The present invention provides novel compositions of matter and novel methods of using these compositions of matter. In particular, the present invention provides novel recombinant DNA (rDNA) compounds and methods for incorporating these novel compounds into the expressed genetic material of cells and cell lines, whereby novel cells and cell lines are thereby produced and comprise yet another element of the invention herein. Most particularly, the present invention relates to the incorporation of recombinant DNA compounds into the expressed genetic material of higher eukoryotic cells for expression of pre-selected polypeptides.
Methods of synthesis of recombinant DNA compounds are well known in the art. Moreover, these techniques have been extensively cataloged. Refer, for example, to T. Maniatis, et al., "Molecular Cloning: A Laboratory Manual," Cold Spring Harbor Laboratory Cold Spring Harbor, N.Y. (1982). Also for a general discussion of recombinant DNA compounds and their synthesis and use in molecular biology, refer to J.D. Watson, et al., "Recombinant DNA: A Short Course," Scientific American Books, New York, N.Y. (1983), and the extensive bibliography of references cited therein.
DNA compounds in accordance with the present invention are those biologically useful polymers of deoxyribonucleic acid linked together by 5'-3' phosphodiester bonds between the sugar (deoxyribose) and phosphate groups. The DNA polymers are those composed of repeating nucleotide units and, as disclosed herein are capable of existing in the double helix configuration wherein the paired guanine/cytosine (G/C) and adenine/thymine (A/T) bases form hydrogen bonds stabilizing the double helix.
DNA compounds are known to exist in all or essentially all living cells. These DNA compounds when incorporated into the expressed genetic material of cells, e.g., properly incorporated as elements of genes, plasmids, and chromosomes, are capable of transcribing into messenger ribonucleic acid (mRNA) the ordered base pair sequences of the DNA. The process of transcription into RNA is part of the process which enables polypeptide and/or protein synthesis within living cells to be accomplished. The techniques of molecular biology now permit recombinant DNA compounds to be incorporated into the expressed genetic material of living cells for the purpose of transcribing into messenger RNA coding for pre-selected polypeptides other than those which a cell might be capable of synthesizing prior to the incorporation or permit the cell to synthesize its natively-produced polypeptides at much higher expression levels.
Molecular biology research often begins by the isolation and characterization of DNA compounds from native sources. For example, a DNA compound has been isolated from the adult bovine pituitary which transcribes into messenger RNA the base pair coding which directs the synthesis of bovine growth hormone or bGH. The isolation and characterization of this DNA compound is described in European published patent application 0112012, published June 27, 1984. Because this DNA compound was derived from the bovine pituitary gene responsible for bGH expression, such a compound is commonly referred to as genomic DNA or gDNA.
In general, messenger RNA derived from this gDNA by transcription can then be copied into DNA utilizing reverse transcriptase enzymes. This copying of an RNA base sequence onto DNA yields a DNA compound commonly referred to as copy DNA or cDNA. For mammalian genes, the sequence of cDNA often differs from the sequence of gDNA coding for the same polypeptide or protein in that the gDNA often contains introns or non-polypeptide coding sequences in addition to the codons. Refer, for example, to the known bGH gDNA containing four such introns between the 5' and 3 ends. Those ordered gDNA sequences with ordered counterparts on this mRNA transcribed there. from are, accordingly, often referred to as "exons".
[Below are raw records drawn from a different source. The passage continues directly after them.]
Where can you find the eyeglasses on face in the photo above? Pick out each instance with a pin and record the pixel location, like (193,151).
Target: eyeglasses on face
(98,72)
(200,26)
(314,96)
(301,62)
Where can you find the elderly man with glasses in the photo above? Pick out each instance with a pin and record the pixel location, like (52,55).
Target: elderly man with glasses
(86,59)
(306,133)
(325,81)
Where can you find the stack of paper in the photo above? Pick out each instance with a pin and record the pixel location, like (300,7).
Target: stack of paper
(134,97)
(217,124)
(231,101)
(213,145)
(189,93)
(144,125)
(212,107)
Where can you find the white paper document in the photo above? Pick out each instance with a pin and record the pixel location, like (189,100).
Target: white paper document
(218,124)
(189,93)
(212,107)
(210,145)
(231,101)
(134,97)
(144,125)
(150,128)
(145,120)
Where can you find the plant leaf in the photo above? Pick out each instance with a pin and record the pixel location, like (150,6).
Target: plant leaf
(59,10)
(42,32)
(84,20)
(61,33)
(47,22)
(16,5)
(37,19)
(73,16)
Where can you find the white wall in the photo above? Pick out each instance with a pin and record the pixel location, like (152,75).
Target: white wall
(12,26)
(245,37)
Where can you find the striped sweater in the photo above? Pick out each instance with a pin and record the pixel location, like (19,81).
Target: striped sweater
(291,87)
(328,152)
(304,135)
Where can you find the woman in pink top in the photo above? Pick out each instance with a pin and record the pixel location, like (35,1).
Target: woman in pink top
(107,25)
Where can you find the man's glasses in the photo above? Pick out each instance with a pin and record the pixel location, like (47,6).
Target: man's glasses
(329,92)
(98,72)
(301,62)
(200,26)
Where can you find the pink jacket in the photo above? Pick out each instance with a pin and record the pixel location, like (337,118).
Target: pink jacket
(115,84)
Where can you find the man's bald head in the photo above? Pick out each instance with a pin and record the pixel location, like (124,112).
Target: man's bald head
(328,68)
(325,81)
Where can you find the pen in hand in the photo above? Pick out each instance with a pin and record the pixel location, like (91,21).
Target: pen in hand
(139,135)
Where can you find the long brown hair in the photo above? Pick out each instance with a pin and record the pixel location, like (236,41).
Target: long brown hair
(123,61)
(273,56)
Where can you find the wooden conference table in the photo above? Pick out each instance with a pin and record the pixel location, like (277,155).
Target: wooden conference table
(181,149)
Genes capable of expression contain flanking sequences beyond the exons (the portions of DNA that are transcribed onto messenger RNA) which do not code for messenger RNA but are nonetheless essential to the transcription process. Upstream (above the 5' end) from the site where messenger RNA transcription begins is a DNA sequence responsible for promotion or initiation of transcription which is commonly referred to as the "promoter"In most eukoryotic cells, a region of DNA downstream (below the 3' end) from the last exon is responsible for the addition to messenger RNA of a long sequence of adenine-containing nucleotides which are added after transcription is completed. This region thus signals the addition of a "poly-adenine tail" also known as the polyadenylation of the messenger RNA.
For some proteins certain of the requirements for this poly. adenylation signal are known. See, for example, R.P. Woychik, et al., "Requirement for the 3' Flanking Region of the Bovine Growth Hormone Gene for Accurate Polyadenylation", Proc. Natl. Acad. Sci. USA 81:3944-3948 (July 1984) Also, the nucleotide sequence AATAAA characterizes the polyadenylation signal at a location 11 to 30 nucleotides upstream (towards the 5' end) from the 3' end of the gene. Refer to D.R. Higgs, et al., Nature 306:398-400 (Nov. 24, 1983) and references cited therein.
The present specification describes a method for utilizing a bGH polyadenylation signal in conjunction with DNA especially cDNA. coding for a pre-selected polypeptide other than bGH as a means of obtaining expression of the pre-selected polypeptide in a higher eukaryatic cell.